The benchmark idea allows districts to test students on an ongoing basis during the year, so that teachers receive virtually real-time feedback on student performance while they can still do something about it.

That's good, but incomplete.

Unfortunately (and what follows is so wonkish that probably nobody but kilroy or pandora is going to enjoy it), the Delaware content standards in the core academic subjects contain too much material.

When we wrote these standards in the early 1990s, the latest education fad insisted that content standards should more or less cover virtually everything to be taught in a given course.

Problem: educational research now substantiates the fact that this was a huge mistake. Content standards should cover no more than 35-40% of the core material for any subject at any grade level. Again, why?

Because a 35-40% core forces the designers to make tough decisions about what is essential for students to know and be able to do; allows teachers to engage in actual teaching, rather than merely parroting a curriculum; and--most importantly--allows time to re-teach content and skills that benchmark tests show students have not learned.

This is absolutely critical and generally completely ignored in course planning. We pretty much give students one chance to get the material, test them on it, and then penalize them for what they don't know, while moving on to material they won't understand because they didn't ever master the previous unit.

Benchmarking gives teachers a tool to use in planning, to place re-teaching time formally on the schedule.

Students who master the material the first time, can be provided enrichment assignments, designed to give them more insight into the subject, while students who didn't receive supplemental instruction to bring them up to standard.

Unfortunately, our education programs at universities, and our professional development programs in the school districts rarely provide teachers the skills to do appropriate planning for this kind of instruction. They don't teach them to plan time for re-teaching in a differentiated classroom as part of the regular planning process. They don't provide teachers with the skills necessary to re-teach effectively rather than to simply repeat the lessons that children didn't understand the first time Re-teaching is a sophisticated skill, and cannot effectively be done on the fly; it has to be planned from the start.

There is potential here, in the Denn-Lowery initiative to reform the DSTP, for significant changes in public education in Delaware that do not require the expenditure of bazillions of dollars like Vision 2015, but leadership and modest investments in professional development to equip our teachers with a few new skills.

This--unlike the Rodel Foundation's big spending fantasia--has a realistic chance of being transformative even in an era of tight budgets.

[By the way, ask yourself about the Delaware Way and the DSTP sometime.
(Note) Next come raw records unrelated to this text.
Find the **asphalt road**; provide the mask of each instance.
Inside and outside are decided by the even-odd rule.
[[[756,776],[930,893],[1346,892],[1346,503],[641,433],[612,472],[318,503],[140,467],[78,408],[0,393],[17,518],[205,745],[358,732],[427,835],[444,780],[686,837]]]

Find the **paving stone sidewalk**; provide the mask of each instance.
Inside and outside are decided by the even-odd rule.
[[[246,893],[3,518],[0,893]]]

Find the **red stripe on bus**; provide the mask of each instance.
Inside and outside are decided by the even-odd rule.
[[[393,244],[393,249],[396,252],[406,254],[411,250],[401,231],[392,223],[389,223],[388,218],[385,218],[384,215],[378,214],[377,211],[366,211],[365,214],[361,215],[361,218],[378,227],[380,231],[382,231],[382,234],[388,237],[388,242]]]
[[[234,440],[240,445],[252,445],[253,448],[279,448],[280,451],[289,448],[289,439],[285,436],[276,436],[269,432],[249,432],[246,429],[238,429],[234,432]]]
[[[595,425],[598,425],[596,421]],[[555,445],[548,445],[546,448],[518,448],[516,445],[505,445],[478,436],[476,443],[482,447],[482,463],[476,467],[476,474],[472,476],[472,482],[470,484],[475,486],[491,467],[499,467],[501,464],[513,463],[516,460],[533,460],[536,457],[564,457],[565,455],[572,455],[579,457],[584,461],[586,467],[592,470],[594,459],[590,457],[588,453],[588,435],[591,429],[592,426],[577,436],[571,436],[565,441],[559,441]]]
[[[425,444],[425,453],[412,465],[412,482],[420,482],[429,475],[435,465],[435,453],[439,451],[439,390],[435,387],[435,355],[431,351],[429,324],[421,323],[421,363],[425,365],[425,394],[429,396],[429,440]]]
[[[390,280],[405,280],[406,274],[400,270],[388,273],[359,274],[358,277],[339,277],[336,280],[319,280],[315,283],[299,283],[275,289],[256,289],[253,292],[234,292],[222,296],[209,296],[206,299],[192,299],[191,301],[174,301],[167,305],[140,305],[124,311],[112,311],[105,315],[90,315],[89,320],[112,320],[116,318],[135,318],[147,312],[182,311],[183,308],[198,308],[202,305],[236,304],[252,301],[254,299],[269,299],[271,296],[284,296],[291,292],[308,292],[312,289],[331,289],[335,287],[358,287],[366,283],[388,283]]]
Only in Delaware would we have turned over the development of the DSTP to an educrat--in this case, John Tanner--who negotiated the contract for scoring the tests as a DOE employee and then went to work for vendor with whom he negotiated the contract, and nobody found anything wrong with this picture. We got the DSTP as it stands today because of a sweetheart deal between DOE and Harcourt Brace, despite the fact that for multiple years the scoring of the DSTP was hopelessly bungled. Maybe Lillian Lowery, the woman who cleaned up the financial mess in Christina, will be the person to clean up a lot of the darkers corners of DOE. We can only hope.]